GRC Analyst
Aqueduct Technologies is seeking a GRC Analyst to join our Governance, Risk, and Compliance (GRC) team. Reporting directly to the Director of GRC, this role plays a pivotal part in designing, executing, and maturing our clients’ security and compliance programs.
This is an analyst to mid level position designed for a GRC professional who is ready to take ownership of key workstreams while continuing to develop under senior leadership guidance. You will work directly with clients in a consulting environment, contributing to meaningful security improvements across diverse industries.

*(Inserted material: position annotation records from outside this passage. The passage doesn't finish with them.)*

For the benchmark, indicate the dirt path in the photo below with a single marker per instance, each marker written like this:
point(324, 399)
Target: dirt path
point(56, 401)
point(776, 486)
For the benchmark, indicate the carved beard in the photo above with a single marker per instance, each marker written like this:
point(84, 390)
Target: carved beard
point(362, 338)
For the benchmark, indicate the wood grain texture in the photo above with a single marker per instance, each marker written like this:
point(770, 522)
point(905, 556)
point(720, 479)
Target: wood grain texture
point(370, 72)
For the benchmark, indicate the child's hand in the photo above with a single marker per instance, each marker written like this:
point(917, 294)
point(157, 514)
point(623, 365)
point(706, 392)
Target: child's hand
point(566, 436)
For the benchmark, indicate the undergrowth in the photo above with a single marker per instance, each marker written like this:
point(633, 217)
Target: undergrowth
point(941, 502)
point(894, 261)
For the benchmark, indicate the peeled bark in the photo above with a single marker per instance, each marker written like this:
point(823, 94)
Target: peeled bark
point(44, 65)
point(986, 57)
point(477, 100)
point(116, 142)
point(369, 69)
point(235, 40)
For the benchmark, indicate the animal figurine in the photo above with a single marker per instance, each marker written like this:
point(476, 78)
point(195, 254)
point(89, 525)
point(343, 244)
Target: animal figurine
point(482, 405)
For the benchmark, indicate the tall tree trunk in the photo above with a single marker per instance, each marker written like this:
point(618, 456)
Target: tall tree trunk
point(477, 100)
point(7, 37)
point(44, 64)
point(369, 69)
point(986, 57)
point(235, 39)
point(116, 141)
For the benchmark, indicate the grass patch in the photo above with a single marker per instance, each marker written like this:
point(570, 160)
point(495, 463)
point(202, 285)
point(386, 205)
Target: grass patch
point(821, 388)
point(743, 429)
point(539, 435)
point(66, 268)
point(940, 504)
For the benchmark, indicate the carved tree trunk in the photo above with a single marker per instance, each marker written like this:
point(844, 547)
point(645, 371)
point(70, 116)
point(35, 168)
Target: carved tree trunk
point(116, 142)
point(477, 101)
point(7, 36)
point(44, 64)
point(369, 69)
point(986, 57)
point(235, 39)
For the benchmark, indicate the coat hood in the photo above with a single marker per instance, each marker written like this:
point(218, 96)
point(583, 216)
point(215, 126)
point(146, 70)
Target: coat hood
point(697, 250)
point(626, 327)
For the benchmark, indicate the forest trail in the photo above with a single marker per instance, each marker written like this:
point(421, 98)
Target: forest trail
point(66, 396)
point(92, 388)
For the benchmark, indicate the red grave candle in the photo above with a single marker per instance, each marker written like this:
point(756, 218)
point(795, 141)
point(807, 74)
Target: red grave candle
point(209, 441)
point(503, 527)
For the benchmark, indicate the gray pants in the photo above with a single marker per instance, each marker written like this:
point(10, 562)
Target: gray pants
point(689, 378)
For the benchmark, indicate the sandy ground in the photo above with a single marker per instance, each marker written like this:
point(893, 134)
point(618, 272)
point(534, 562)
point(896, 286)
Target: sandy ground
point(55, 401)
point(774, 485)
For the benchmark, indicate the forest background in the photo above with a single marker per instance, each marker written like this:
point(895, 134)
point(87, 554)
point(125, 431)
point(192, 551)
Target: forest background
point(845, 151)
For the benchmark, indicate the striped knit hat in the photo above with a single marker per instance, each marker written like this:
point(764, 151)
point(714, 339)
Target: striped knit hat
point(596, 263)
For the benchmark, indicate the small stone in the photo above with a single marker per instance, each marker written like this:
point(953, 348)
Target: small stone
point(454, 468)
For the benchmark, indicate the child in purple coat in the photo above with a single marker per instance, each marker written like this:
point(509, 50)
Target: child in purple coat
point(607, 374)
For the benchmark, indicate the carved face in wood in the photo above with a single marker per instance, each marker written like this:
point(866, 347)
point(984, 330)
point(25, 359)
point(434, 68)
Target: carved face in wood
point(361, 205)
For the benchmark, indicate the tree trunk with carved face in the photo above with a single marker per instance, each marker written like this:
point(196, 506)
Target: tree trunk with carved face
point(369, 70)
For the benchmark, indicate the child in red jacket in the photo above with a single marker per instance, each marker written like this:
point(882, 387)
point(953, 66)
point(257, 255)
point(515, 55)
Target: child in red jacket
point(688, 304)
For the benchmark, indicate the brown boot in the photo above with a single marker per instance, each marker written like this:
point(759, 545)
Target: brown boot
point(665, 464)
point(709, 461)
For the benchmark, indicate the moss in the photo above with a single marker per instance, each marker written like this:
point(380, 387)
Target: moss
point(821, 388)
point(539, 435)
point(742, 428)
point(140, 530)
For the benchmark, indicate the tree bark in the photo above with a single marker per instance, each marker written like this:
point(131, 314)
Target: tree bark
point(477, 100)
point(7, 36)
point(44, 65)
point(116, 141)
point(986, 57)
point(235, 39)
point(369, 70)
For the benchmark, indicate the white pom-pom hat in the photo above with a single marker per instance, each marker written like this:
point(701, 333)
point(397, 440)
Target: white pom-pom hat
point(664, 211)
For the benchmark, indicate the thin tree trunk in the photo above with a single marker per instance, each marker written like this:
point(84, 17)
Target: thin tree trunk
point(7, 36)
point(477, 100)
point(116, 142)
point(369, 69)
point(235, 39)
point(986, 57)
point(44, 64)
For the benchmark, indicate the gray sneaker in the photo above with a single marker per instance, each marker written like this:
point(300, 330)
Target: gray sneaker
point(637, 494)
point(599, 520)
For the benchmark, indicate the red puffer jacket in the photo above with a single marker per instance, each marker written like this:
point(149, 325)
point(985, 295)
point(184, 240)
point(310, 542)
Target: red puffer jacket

As part of our growing GRC practice, you will:
- Support and progressively lead client compliance engagements
- Contribute to the development of Aqueduct’s GRC service offerings
- Assist with internal compliance initiatives and audit readiness activities
What You’ll Do:
- Compliance Readiness and Assessments:
- Support and conduct readiness assessments aligned to frameworks such as NIST CSF, ISO 27001, SOC 2, HIPAA, PCI DSS, and CMMC
- Identify control gaps and provide practical, risk based remediation recommendations
- Assist clients in preparing for external audits and certification efforts
- Risk Assessments:
- Perform organizational risk assessments and document risk findings
- Evaluate control effectiveness and recommend mitigation strategies aligned with business objectives
- Maintain risk registers and support risk reporting processes
- Third Party Risk Management:
- Conduct vendor risk assessments and due diligence reviews
- Support the development and maintenance of third party risk programs
- Assist with ongoing monitoring activities and documentation
- Client Reporting and Communication:
- Prepare clear, structured reports summarizing findings, risks, and recommended actions
- Present results to client stakeholders with guidance from senior team members
- Translate technical findings into business relevant insights
- Collaboration and Internal Support:
- Work closely with security operations, engineering, and account teams to align GRC initiatives
- Support internal compliance initiatives including SOC 2 readiness and audit activities
- Contribute to documentation development, templates, and process improvement efforts
- Professional Development:
- Stay current on evolving cybersecurity risks, regulatory requirements, and industry standards
- Expand expertise across multiple frameworks and advisory domains
What We’re Looking For:
- Core Competencies:
- Strong written and verbal communication skills
- Analytical thinking and attention to detail
- Ability to manage multiple client workstreams in a consulting environment
- Professional presence in client facing situations
- Technical and Compliance Experience:
- Experience supporting or conducting assessments across one or more major frameworks such as NIST CSF, ISO 27001, SOC 2, HIPAA, PCI DSS, or CMMC
- Working knowledge of risk assessment methodologies
- Familiarity with third party risk management concepts and processes
- Foundational understanding of Zero Trust principles and modern security architecture concepts
- Professional Background:
- 3 or more years of experience in information security with exposure to GRC functions
- Experience in consulting, advisory, or managed services environments preferred
- Experience with GRC platforms such as ServiceNow GRC, Archer, Drata, Vanta, or similar tools is a plus
- Certifications:
- One or more of the following certifications is preferred but not required:
- CISA
- CISM
- CRISC
- CISSP
- CCSP
- Work Model:
- Ability to work in a hybrid model in the Canton, MA area
- Willingness to travel locally for client engagements as needed
Growth Opportunity
- This role offers a clear path toward Senior GRC Consultant responsibilities. Analysts who demonstrate strong client delivery, technical depth, and engagement ownership will have opportunities to lead larger assessments, mentor junior team members, and expand into broader advisory engagements.